Katie Ghose, CEO, KIDS

The Government’s SEND review, published last week, promises the ‘right support in the right place at the right time’ for children and young people with special educational needs or disabilities and their families. We share this vision, and agree with the pledge to end the postcode lottery. We welcome the Government’s recognition that the current system doesn’t work and ‘too often leaves parents facing difficulties and delays accessing the right support for their child’.  

KIDS is a charity that provides services directly to families and we see the devastating impact on a parent or carer who is struggling to find help, or is kept waiting for years, knowing that their child’s needs are not being met. We also know the difference to a child’s life when support is timely, their individual rights are recognised, and everyone works together to support the whole family and wider community.  

Given KIDS’ 50-year track record of providing disabled children, young people and their families with practical and emotional support, three areas are of particular interest:  

First, wrap around support at home and in the community is essential in enabling disabled children and young people to access and stay in education and families to stay together. A litmus test will be the extent to which reforms recognise and resource these services, from early help at home for babies with specific needs and their parents, to after school clubs for disabled young people where they can have fun, make friends and learn new skills. Will the local inclusion plans include voluntary and community organisations alongside statutory partners to reflect the importance of community services to support every learner’s development?  

Second, the strong influence of the early years on the rest of life is undisputed. For babies and children under 5 who are disabled or have additional needs (whether or these are identified or diagnosed), there are specific issues which require urgent attention. These include, shockingly, a much lower take up rate of free childcare hours than for non-disabled children. This means disabled children are not getting equal chances to play and learn alongside their peers. How will the SEND review link with other government initiatives, including the Early Years Healthy Development Review to drive a relentless focus on provision for the under 5s and their families?  
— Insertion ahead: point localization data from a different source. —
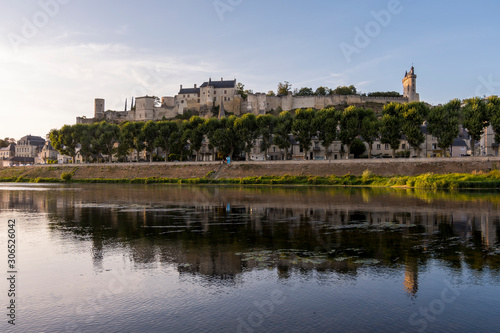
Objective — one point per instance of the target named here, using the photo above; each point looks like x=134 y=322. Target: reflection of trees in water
x=205 y=239
x=330 y=230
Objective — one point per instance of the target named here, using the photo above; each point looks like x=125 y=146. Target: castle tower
x=99 y=108
x=410 y=86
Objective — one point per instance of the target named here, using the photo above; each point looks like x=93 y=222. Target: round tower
x=99 y=108
x=410 y=86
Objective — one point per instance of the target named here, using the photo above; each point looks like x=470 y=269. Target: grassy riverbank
x=476 y=180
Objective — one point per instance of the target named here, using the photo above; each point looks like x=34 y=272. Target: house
x=18 y=161
x=29 y=146
x=48 y=153
x=8 y=152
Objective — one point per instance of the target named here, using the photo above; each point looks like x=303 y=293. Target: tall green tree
x=197 y=134
x=391 y=126
x=84 y=135
x=64 y=141
x=224 y=137
x=370 y=129
x=350 y=126
x=326 y=122
x=443 y=123
x=247 y=131
x=132 y=137
x=303 y=128
x=105 y=137
x=166 y=130
x=475 y=119
x=266 y=125
x=282 y=131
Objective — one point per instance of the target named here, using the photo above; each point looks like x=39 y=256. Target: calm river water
x=133 y=258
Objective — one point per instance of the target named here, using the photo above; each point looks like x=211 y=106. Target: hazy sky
x=56 y=56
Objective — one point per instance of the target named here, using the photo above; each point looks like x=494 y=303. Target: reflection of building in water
x=411 y=275
x=489 y=230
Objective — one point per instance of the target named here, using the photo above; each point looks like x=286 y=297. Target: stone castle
x=223 y=94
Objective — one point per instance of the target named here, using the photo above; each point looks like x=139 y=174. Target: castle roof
x=219 y=84
x=11 y=147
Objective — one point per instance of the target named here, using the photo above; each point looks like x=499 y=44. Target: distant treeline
x=232 y=135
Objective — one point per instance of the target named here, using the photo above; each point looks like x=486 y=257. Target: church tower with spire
x=410 y=86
Third, we welcome the Government’s proposal for ‘a single national SEND and alternative provision system that sets clear standards for the provision that children and young people should expect to receive, and the processes that should be in place to access it, no matter what their need or where they live’. The widely varying availability of and approach to specific services, from mediation to short breaks is evident, including when parents and carers move home and experience completely different provision. The situation is getting worse as charities like KIDS often cannot afford to run services on the contract price offered by local authorities and do not re-tender as a result. ‘Deserts’ appear where is minimal or no provision at all, piling pressure on GPs or other professionals who families turn to for help. The question is what the stronger accountabilities and investment promised in the paper mean in practice. How will the standards be interpreted locally by each local authority and what resources will be available for implementation? The SEND system stands or falls on the availability of good quality support in the different places where children and young people live their lives: at home, at school, in their local community and online. Disabled children, young people and their families continually demonstrate their resourcefulness and resilience. How will the SEND review ensure the infrastructure they need to live their lives is there in every community?  
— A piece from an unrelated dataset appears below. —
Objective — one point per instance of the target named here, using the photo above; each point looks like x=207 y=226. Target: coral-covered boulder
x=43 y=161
With three months until the consultation closes, it is essential to listen and learn from the insights of the people the system is there to support. This must include the fullest range of experiences possible, including disabled children, young people, family members and young carers. It’s vital to hear from those who aren’t ‘in the SEND system’ or receiving any formal support, as well as those who may need additional support to communicate their experiences. At KIDS we will share our frontline expertise and do everything we can to amplify the voices of disabled children and young people. They are the future and the system is theirs to shape.